Para mucha gente podría resultar inconcebible que una modesta película rodada en video doméstico, con mala resolución de imagen y peor calidad de sonido, sea para mí una de los mayores logros de mi vida, tal vez aquéllo de lo que estoy más orgulloso. Con sus efectos especiales patateros y su argumento a veces algo ininteligible por la inaudibilidad de algunos diálogos, constituye no sólo el triunfo del tesón y la voluntad sobre mil y una adversidades, sino la culminación de un viejo sueño y ¿por qué no decirlo? la satisfacción, tal vez no total (¿cuándo lo es?) pero sí muy reconfortante ante la obra conseguida y realizada.

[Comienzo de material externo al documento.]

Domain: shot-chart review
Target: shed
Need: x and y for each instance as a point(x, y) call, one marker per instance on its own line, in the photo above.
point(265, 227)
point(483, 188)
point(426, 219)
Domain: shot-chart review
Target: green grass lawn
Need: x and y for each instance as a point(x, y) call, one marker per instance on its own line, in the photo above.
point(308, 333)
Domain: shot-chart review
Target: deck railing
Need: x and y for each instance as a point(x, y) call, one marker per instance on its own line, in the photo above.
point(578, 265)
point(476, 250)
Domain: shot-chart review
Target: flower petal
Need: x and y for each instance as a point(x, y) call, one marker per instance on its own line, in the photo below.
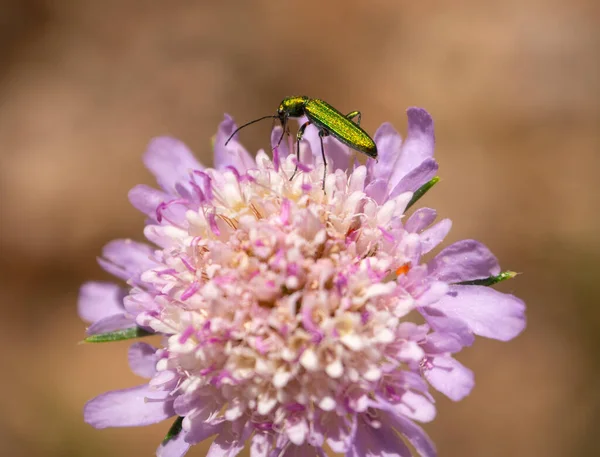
point(416, 406)
point(414, 434)
point(111, 323)
point(377, 190)
point(415, 178)
point(98, 300)
point(463, 261)
point(170, 160)
point(420, 219)
point(486, 311)
point(234, 154)
point(146, 199)
point(142, 359)
point(127, 259)
point(380, 442)
point(175, 447)
point(450, 377)
point(389, 143)
point(434, 235)
point(131, 407)
point(417, 147)
point(229, 443)
point(306, 450)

El Butanero Siempre Llama Dos Veces” nació en mi mente allá por 1982, cuando aún vivía en mi Alicante natal, y no fue una realidad hasta 11 años más tarde. Probablemente, todos los que aman el Cine, los que son capaces de amar algo tan intensamente como para formar parte de ese concepto amado, han soñado alguna vez con rodar o al menos participar en el rodaje de una película. Yo no iba a ser menos, y, del modo más tonto, comencé a acariciar la idea de crear un cortometraje que pudiera servirme como carta de presentación para poder dedicarme algún día a esa profesión que tanto me hubiera gustado alcanzar. Toda película nace de una historia, y la de “El Butanero…” me surgió, ¿cómo no?, en una sala de cine. Eran los tiempos en que triunfaban películas de terror como “La Noche de Halloween”, “La Niebla”, “La Matanza de Texas”, “San Valentín Sangriento” o “Fundido en Negro”, y en alguna de ellas los villanos asesinaban a la gente utilizando sus herramienta de trabajo: una motosierra si se trataba de un leñador, un pico si el sujeto en cuestión era un minero. Se me ocurrió exagerar tal hipótesis utilizando una hipérbole: ¿podía haber algo más aparatoso que un butanero machacando a sus víctimas a bombonazos?. Eran, también, los tiempos en que Repsol era tan sólo “Butano, S.A.” y sus repartidores vestían un mono de color naranja, que, lógicamente habría que clonar para que el asesino fuese lo más creíble posible. Pero, claro está, no se podía utilizar una pesadísima botella de metal para simular una serie de asesinatos, y mis amigos José Luis Aracil y Javier Pastor me sugirieron la posibilidad de que algún escultor de Hogueras de San Juan nos hiciera una bombona de cartón piedra. Mientras tanto, intentamos concretar un poco más las ideas que se nos iban ocurriendo, y yo escribí un primer borrador de guión mientras José Luis hacía los storyboards de algunas secuencias y Javier se ocupaba de conseguir una cámara de super 8 y adquirir unos cuantos carretes al mejor precio posible.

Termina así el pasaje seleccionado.